I guess where this latest pity party came from is that I was going to make a little Easter basket for my College Girl. Was going to fill it with chocolate eggs and brightly colored silly doodads and a few useful things she meant to bring back to school that got left behind. My little plan was to put it all in a pretty basket and mail it so she’d get it at school on Good Friday. Then this week turned busy with much new work and somehow it slipped my mind, or maybe it’s just that I thought somehow I had more time.  (That old refrain – you’d think that is one lesson I would’ve learned already, but apparently not, since here it is again.)
Suddenly on Friday I realized I had missed a rare chance to be a mama to my big girl. I don’t get to do that much these days. I blew it. And that made me so sad, far sadder than one would think necessary from such a small oversight that no one even knew of but me.
Then on Saturday, I casually put a cd into the car stereo, of old familiar music that I love, that in no way reminds me of Jeff. In fact, the songs remind me of someone else entirely, from another whole lifetime ago. Safe, right? But suddenly that day I was stricken by the remembrance of us two, husband & wife shopping for gifts his last healthy Christmas, choosing that cd for our girl. That memory hit me with no warning, at a traffic light in the car on the way to work, and whooosh, another massive flush of sinking spirits and inordinate sadness. And what am I supposed to do with this information, this bright new blossom of sadness? It is not helpful in any way. It just hurts. And I am Tired Of Hurting.
I know there’s more to it: silly minor personal stuff having to do with not meeting my own unreasonably high expectations. I’ve done enough work to figure out where this pain is coming from, and it’s not nowhere. But for once this self-knowledge is no consolation.
I guess also, I have been so happy of late with my new unexpected sweetheart and our laughter, tenderness, word games. Feeling so lucky in this new love has suddenly thrown my residual sadness, always there just beneath the surface, into stark contrast. I know the only option is to feel or not feel these emotions, and I’ll always choose feeling over numbness, but….
People are talking, writing, about the holy lessons of Easter: mystery and love, acceptance and sacrifice, renewal, and what it all means. And for once it is just not working for me.  That is all. I am just full of Sad.
This too shall pass, they say.
Edna St. Vincent Millay
To what purpose, April, do you return again?
Beauty is not enough.
You can no longer quiet me with the redness
Of little leaves opening stickily.
I know what I know.
The sun is hot on my neck as I observe
The spikes of the crocus.
The smell of the earth is good.
It is apparent that there is no death.
But what does that signify?
Not only under ground are the brains of men
Eaten by maggots.
Life in itself
Is nothing,
An empty cup, a flight of uncarpeted stairs.
It is not enough that yearly, down this hill,
Comes like an idiot, babbling and strewing flowers.
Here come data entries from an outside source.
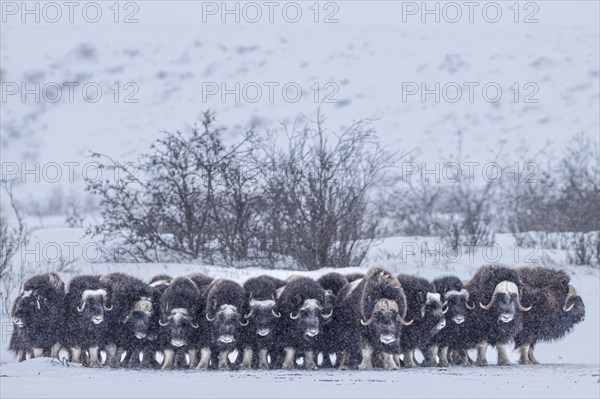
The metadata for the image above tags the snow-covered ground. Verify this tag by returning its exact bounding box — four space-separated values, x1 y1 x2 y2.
0 227 600 398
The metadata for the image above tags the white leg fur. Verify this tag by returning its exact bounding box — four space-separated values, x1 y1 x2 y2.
33 348 44 358
475 341 488 366
161 349 175 370
281 348 296 370
358 343 373 370
196 348 212 370
219 351 229 370
89 346 102 368
71 346 81 363
240 348 254 370
304 351 318 370
258 349 269 370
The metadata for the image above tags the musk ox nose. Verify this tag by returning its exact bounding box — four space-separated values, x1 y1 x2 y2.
499 313 515 323
379 334 396 345
256 328 271 337
306 328 319 337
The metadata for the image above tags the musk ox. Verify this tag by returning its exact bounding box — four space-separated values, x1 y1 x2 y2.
241 275 285 369
64 275 113 367
158 277 201 370
515 267 585 364
465 265 531 366
424 276 475 367
333 268 411 369
100 273 157 367
9 273 65 362
197 279 245 370
395 274 447 367
273 276 335 370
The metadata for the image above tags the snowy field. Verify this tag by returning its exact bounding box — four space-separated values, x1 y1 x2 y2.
0 228 600 398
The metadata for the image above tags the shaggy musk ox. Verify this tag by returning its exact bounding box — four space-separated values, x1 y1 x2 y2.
9 273 65 362
64 276 113 367
515 267 585 364
197 279 245 370
465 265 531 366
241 275 285 369
100 273 157 367
395 274 448 367
158 277 200 369
425 276 475 367
333 268 410 369
274 276 335 370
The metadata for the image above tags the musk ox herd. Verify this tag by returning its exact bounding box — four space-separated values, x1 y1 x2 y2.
10 265 585 370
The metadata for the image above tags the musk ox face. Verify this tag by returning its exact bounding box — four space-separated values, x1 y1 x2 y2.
77 289 112 325
123 298 154 339
442 288 475 325
158 308 198 348
289 295 333 341
12 290 45 328
421 292 448 334
244 299 281 337
479 281 531 324
360 298 409 345
206 304 244 345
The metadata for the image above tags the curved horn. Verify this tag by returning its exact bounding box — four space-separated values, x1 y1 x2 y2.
158 319 169 327
321 309 333 319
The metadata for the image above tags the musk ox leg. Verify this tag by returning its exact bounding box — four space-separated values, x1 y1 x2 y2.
475 341 488 366
196 347 212 370
33 348 44 358
519 344 531 364
106 344 119 368
358 343 373 370
496 344 512 366
402 349 417 368
258 348 269 370
240 348 254 370
304 351 318 370
281 347 296 370
71 346 81 363
88 346 102 368
161 349 175 370
529 344 540 364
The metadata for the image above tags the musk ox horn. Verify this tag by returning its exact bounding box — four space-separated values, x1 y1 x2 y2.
321 310 333 319
563 284 577 312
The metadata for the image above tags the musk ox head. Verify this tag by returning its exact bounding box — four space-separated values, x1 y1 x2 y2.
279 277 335 342
205 279 249 346
479 280 531 323
123 297 154 339
355 268 414 345
158 308 199 348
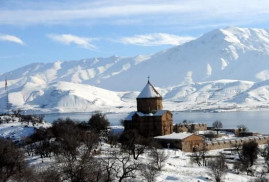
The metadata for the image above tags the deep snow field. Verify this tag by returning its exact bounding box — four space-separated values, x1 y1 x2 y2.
0 116 263 182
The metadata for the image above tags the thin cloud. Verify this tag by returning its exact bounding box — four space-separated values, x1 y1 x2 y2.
0 35 24 45
0 0 269 27
47 34 95 50
120 33 195 46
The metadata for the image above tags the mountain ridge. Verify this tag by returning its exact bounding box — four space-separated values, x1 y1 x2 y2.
0 27 269 112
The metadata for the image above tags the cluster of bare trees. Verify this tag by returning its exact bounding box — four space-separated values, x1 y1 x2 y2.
0 113 170 182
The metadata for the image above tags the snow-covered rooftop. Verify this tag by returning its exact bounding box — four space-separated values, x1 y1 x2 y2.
125 110 167 121
137 81 162 98
154 132 193 140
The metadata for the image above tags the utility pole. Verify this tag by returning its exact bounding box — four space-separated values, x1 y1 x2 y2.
5 78 9 114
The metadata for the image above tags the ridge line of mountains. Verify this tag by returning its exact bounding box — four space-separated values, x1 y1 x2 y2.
0 27 269 113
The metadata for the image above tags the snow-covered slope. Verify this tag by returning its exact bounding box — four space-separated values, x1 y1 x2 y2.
0 80 269 113
0 27 269 91
0 27 269 112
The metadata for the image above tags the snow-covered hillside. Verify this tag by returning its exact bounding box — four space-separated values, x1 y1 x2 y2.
0 80 269 113
0 27 269 112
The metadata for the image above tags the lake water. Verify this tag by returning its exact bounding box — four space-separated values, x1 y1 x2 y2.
44 111 269 134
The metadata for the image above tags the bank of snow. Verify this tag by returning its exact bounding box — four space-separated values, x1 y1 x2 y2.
0 116 51 141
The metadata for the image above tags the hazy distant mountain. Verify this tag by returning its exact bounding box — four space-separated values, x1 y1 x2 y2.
0 27 269 112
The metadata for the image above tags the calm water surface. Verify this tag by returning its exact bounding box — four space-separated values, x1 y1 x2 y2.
45 111 269 134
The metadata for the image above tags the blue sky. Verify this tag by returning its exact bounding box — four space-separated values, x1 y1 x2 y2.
0 0 269 73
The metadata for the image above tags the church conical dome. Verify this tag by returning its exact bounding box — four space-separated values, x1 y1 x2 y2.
137 81 162 98
136 81 163 113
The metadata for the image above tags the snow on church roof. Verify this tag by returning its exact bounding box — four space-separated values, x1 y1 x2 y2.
125 110 167 121
154 132 193 140
137 81 162 98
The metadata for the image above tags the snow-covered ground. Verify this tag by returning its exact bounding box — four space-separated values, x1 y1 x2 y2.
0 116 51 141
0 116 263 182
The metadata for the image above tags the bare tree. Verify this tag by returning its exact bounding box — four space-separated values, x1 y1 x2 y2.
253 177 269 182
261 144 269 173
0 138 27 182
139 163 160 182
237 124 248 136
88 113 109 133
208 155 227 182
212 120 223 135
149 148 168 171
102 151 140 182
234 141 259 174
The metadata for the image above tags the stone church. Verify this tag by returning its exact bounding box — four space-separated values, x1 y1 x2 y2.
124 80 173 137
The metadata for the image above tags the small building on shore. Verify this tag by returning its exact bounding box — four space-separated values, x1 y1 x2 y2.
154 132 205 152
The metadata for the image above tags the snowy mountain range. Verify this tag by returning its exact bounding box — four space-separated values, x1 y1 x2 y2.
0 27 269 112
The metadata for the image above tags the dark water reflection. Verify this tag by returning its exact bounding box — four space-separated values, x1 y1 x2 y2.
45 111 269 134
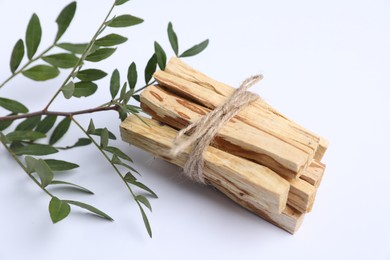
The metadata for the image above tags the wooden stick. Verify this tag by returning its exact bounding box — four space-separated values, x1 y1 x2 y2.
141 86 311 178
120 116 304 233
141 86 320 213
162 58 329 161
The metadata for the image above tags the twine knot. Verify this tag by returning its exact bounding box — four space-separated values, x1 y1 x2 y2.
171 75 263 184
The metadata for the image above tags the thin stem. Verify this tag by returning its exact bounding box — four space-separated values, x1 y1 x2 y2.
43 1 116 111
0 44 55 88
72 117 139 199
0 105 119 121
0 133 54 198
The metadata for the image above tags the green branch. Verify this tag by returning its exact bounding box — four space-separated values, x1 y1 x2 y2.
43 1 116 111
0 44 56 88
0 132 55 198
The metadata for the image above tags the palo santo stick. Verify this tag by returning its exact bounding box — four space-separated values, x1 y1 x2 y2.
141 86 310 178
165 58 329 161
300 161 325 188
141 86 322 213
120 116 304 233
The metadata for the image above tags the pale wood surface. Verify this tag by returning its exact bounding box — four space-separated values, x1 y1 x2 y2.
141 83 311 178
165 57 329 161
121 116 304 233
141 86 322 213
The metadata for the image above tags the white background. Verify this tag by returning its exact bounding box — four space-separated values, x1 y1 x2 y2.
0 0 390 260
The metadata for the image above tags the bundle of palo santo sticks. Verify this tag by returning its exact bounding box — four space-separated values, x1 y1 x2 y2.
121 58 328 233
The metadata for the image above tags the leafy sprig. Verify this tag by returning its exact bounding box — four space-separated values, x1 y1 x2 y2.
0 0 208 237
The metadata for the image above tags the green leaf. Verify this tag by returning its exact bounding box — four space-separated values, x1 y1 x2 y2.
10 39 24 74
57 138 92 150
73 81 97 98
118 107 127 121
145 53 157 84
0 113 15 131
95 33 127 47
90 128 116 140
127 62 137 89
57 43 88 54
154 42 167 70
15 116 41 131
61 81 75 99
135 195 152 211
76 69 107 81
55 2 77 42
49 117 72 145
167 22 179 56
26 14 42 60
65 200 114 221
108 14 144 27
44 159 79 172
14 144 58 155
87 118 95 134
85 48 116 62
25 156 54 188
0 98 28 113
139 205 152 237
35 115 57 134
179 39 209 58
111 154 139 174
50 180 94 195
24 156 38 174
22 65 60 81
124 172 137 183
125 175 158 198
49 197 70 223
103 146 133 162
110 69 120 99
42 53 79 69
119 82 127 100
115 0 129 5
6 131 46 142
133 95 141 102
100 128 108 148
73 138 92 147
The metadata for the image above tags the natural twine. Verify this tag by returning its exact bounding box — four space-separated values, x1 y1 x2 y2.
171 75 263 184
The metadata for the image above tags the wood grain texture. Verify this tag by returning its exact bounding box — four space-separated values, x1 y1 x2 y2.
160 57 329 161
141 86 322 213
141 86 312 178
120 116 304 233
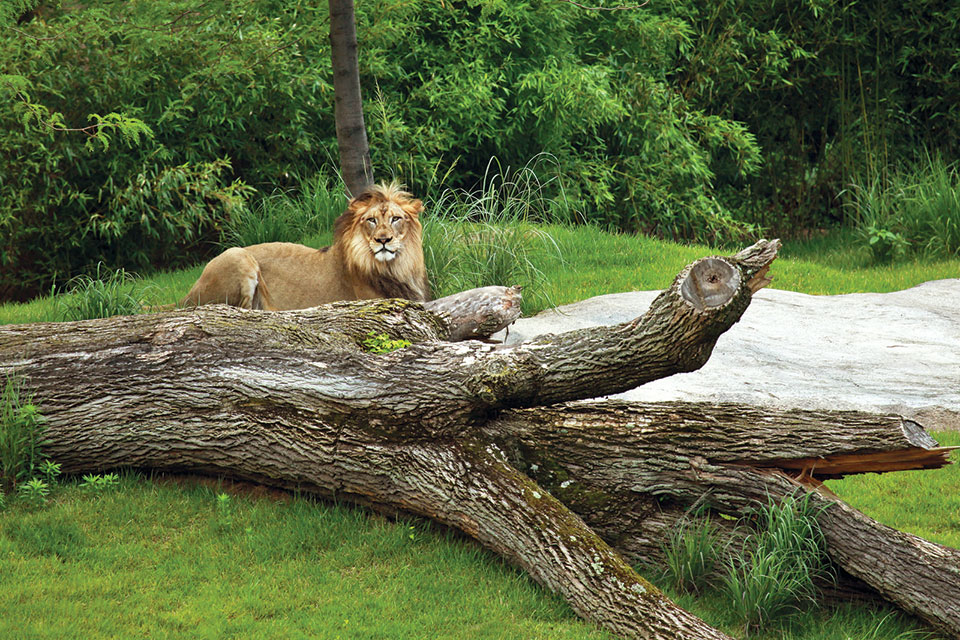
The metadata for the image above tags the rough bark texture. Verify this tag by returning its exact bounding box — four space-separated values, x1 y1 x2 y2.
484 402 960 637
329 0 373 196
0 242 960 638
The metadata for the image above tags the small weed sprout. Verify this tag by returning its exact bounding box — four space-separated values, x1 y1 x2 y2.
80 473 120 493
0 375 46 490
216 493 235 531
39 460 60 484
17 478 50 508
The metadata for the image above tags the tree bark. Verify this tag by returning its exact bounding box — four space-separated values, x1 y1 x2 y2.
329 0 373 197
484 402 960 637
0 242 953 638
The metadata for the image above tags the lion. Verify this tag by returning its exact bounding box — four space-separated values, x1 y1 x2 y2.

  1. that is one of the best ednas yet. Maybe even The best.


  2. I love that poem. Love it. Thank you. I have not lost a loved one so close, but I am greiving for things, so this post resonates.


    • grief is grief, my lovely.

      I never used to like that poem: language too hard-edged, or something. But that was Before.

      But now I need to read it every day, as all around me little red leaves open stickily.